Last week the world of wearables lost the light of one our shining stars, Valérie Lamontagne.
I invite you to celebrate her life by reading, citing and responding in your own way to one of her major life’s works: her 2017 dissertation: “Performative Wearables: Bodies, Fashion, and Technology”.
You can find it here: https://spectrum.library.concordia.ca/982473/
She covers some examples used in her dissertation here: https://vimeo.com/196041125
Valérie’s dissertation contributes to the field of wearables by carefully and clearly looking at our field with a combination of two powerful lenses: performativity and non-human agency. Performativity is a well-established lens articulated by Austin for speech acts, made popular by its use for gender by Judith Butler, for power by Jean-François Lyotard, and Karen Barad for cultural and feminist studies of science.
Explorations of non-human agency have taken on a recent urgency from the extinction and climate crises. Both these lenses have a long, interesting, convoluted intellectual history so I especially appreciate Valérie’s approach of using extensive case studies of applications familiar to us as a “soft” way into learning the conceptual underpinnings.
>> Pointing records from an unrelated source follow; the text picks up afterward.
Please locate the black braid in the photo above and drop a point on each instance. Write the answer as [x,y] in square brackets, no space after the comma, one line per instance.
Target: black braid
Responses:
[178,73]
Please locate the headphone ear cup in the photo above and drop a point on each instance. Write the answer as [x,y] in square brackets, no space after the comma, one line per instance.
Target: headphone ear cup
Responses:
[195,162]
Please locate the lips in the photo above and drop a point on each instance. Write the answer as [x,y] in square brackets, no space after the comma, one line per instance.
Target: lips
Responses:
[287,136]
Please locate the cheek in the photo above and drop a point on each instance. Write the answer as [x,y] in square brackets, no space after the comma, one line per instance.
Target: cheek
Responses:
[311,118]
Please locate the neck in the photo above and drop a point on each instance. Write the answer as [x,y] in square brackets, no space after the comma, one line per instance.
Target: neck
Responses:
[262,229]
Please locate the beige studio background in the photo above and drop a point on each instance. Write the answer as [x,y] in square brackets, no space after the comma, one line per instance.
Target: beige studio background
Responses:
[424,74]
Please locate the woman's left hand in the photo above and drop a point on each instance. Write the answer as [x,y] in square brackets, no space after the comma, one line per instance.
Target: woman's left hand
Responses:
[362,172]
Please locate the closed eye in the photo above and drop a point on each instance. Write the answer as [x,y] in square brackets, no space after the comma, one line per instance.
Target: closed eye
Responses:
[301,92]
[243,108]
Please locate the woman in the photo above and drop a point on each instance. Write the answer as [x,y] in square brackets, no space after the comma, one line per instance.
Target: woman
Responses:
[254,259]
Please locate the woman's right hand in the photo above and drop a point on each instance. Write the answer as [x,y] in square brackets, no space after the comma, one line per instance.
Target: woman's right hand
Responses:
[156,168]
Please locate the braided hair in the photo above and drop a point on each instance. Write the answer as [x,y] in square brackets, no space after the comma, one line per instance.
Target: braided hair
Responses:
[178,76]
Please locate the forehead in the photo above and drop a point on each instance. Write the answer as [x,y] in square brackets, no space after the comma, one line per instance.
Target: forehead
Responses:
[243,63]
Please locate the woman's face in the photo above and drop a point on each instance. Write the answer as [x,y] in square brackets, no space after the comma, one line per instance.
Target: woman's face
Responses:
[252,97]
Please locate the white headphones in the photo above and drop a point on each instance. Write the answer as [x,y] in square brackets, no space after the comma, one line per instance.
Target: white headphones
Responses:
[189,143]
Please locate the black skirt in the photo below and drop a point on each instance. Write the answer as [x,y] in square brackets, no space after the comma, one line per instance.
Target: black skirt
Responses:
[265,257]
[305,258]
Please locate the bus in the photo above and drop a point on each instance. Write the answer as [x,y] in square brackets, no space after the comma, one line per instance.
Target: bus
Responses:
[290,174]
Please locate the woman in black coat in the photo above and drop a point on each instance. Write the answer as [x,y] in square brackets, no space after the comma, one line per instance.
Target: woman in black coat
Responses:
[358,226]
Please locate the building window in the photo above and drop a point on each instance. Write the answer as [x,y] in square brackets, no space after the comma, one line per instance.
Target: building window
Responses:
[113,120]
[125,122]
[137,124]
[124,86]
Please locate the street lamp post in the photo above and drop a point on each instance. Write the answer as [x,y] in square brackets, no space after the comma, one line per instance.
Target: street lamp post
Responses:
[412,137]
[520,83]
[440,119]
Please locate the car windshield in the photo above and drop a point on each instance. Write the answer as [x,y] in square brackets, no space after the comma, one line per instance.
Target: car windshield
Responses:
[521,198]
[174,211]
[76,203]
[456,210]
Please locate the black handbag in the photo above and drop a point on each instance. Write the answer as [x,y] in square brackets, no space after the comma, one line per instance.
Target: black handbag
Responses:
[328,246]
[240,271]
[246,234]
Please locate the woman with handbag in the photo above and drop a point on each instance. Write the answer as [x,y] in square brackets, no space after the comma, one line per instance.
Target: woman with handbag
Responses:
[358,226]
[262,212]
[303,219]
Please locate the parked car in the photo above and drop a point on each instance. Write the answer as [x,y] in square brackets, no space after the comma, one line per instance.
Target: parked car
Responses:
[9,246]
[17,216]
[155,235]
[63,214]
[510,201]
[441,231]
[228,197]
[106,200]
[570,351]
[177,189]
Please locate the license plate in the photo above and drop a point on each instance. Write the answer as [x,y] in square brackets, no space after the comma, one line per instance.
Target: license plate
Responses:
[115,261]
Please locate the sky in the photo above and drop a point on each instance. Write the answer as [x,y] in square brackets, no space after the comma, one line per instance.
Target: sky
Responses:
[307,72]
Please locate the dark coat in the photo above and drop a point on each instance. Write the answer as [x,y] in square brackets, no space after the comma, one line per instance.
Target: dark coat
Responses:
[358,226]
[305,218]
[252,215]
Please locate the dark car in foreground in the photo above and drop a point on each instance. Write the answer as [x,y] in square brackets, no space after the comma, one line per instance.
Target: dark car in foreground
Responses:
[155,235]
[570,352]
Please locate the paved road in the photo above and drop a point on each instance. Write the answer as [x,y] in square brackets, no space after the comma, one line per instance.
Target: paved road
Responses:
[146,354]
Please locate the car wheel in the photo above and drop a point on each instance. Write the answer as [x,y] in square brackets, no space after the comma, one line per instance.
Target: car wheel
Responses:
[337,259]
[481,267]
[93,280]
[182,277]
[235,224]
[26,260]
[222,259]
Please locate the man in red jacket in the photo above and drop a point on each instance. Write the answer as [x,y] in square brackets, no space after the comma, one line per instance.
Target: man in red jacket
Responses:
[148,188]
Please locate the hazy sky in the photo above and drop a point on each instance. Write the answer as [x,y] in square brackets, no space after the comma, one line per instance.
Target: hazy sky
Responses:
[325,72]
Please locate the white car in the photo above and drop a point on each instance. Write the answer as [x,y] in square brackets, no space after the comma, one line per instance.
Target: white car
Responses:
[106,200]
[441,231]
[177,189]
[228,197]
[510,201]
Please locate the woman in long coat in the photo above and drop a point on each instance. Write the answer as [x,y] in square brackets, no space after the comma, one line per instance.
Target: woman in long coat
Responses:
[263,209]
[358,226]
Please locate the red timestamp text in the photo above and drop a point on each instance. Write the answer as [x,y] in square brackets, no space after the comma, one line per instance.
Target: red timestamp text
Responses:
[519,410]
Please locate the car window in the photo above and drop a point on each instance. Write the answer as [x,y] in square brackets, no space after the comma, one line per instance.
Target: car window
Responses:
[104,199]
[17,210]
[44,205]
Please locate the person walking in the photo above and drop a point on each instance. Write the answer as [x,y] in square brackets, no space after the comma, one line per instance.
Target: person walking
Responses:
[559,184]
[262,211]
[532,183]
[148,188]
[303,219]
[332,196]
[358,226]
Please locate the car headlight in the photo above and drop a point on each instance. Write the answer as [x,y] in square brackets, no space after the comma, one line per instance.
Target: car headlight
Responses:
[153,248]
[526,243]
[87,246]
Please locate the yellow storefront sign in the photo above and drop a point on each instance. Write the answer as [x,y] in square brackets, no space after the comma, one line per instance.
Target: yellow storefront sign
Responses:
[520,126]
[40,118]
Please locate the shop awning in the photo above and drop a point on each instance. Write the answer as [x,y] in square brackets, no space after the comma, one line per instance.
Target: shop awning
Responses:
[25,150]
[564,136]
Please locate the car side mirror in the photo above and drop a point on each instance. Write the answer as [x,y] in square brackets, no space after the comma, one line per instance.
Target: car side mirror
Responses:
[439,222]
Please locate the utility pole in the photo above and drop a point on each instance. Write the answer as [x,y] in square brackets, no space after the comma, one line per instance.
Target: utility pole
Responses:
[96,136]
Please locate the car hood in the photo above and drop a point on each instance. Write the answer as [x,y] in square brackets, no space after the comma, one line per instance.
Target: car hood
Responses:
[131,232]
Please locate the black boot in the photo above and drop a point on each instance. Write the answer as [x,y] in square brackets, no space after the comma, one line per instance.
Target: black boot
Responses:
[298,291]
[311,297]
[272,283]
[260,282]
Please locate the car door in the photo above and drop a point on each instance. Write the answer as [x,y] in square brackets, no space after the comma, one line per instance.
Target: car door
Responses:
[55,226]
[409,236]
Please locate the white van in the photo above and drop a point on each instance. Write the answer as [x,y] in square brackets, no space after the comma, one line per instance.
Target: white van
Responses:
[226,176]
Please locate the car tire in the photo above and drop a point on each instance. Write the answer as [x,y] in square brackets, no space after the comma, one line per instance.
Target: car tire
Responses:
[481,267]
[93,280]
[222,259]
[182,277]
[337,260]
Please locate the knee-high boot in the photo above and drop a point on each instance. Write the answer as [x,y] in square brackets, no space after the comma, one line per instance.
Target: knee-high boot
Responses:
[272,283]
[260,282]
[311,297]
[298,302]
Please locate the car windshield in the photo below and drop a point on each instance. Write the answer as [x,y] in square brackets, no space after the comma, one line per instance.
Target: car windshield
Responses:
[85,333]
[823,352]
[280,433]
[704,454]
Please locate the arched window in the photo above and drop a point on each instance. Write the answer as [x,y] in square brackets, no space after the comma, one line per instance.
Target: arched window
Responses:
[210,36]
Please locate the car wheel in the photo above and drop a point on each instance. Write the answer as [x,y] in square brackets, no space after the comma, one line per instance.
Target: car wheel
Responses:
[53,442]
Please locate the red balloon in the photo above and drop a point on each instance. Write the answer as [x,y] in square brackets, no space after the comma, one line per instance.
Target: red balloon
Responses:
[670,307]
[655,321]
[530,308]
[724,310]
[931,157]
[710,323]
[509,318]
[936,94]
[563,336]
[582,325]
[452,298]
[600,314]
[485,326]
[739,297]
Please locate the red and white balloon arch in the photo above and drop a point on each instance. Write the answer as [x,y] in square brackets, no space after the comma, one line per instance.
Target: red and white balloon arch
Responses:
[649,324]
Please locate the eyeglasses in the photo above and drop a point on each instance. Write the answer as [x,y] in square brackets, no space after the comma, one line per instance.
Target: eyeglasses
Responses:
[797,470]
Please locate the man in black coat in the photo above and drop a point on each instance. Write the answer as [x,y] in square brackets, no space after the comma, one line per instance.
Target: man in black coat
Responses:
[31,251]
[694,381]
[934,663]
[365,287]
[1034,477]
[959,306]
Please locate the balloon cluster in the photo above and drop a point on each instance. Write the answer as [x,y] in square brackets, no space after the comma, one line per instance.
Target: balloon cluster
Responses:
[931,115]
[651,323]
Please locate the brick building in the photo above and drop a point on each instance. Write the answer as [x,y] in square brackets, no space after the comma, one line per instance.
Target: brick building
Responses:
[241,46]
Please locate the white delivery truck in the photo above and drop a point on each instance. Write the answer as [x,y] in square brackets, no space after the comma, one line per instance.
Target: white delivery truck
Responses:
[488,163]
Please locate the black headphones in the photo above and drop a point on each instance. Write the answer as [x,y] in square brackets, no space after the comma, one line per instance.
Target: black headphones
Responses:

What might you be able to do with the deeper understanding that comes from reading this work? It can give you a grasp on the thorny problem of cultural uptake- which designs will have lasting impact? Why do we see the same designs (tropes) being recycled in the field, e.g., cellphone/music player controlling backpacks? It can deepen understanding and appreciation of recent exploratory work in the field. For example, Hannah Perner-Wilson, has been exploring and celebrating the humble pin. She has moved from from pin as a tool, to pin as a material and in her recent whimsical work to pin as an active agent with its own agendas.
I was using performativity, non-human agency and related lenses in my studies of the history of electronic musical instruments while I was in the same program as Valérie at Concordia (INDI). As I surveyed images of the labs. where these musical instruments were created in the last 100 years, I saw one piece of apparatus “photobombing” every picture: the oscilloscope. I no longer see this as a prop or minor tool of the trade. As a non-neutral visualizer of certain sounds it has huge agency over what these electronic musical instruments did. It delayed the adoption of “noisy” and “chaotic” sounds because they don’t visualize well on the traditional oscilloscope. And so it is with the battery of wearable technology. The battery’s promise to deliver power is underwritten by our promise to recharge them. This agency of entrainment has induced “range anxiety” ever since the wearables of the nineteenth century to modern electric vehicles.
As Melissa Coleman and Troy Nachtigall just pointed out, Valérie Lamontagne, did not have a chance to expand and broadly diffuse the fruits of her Ph. D. labor. Dissertation work can easily get lost in libraries and obscure university web sites because it isn’t indexed as well as conference/journal/book publications. It has only 4 citations in scholar.google.com as I write this.
Even as we struggle with our shock and sorrow, let’s read and share her deep and valuable work.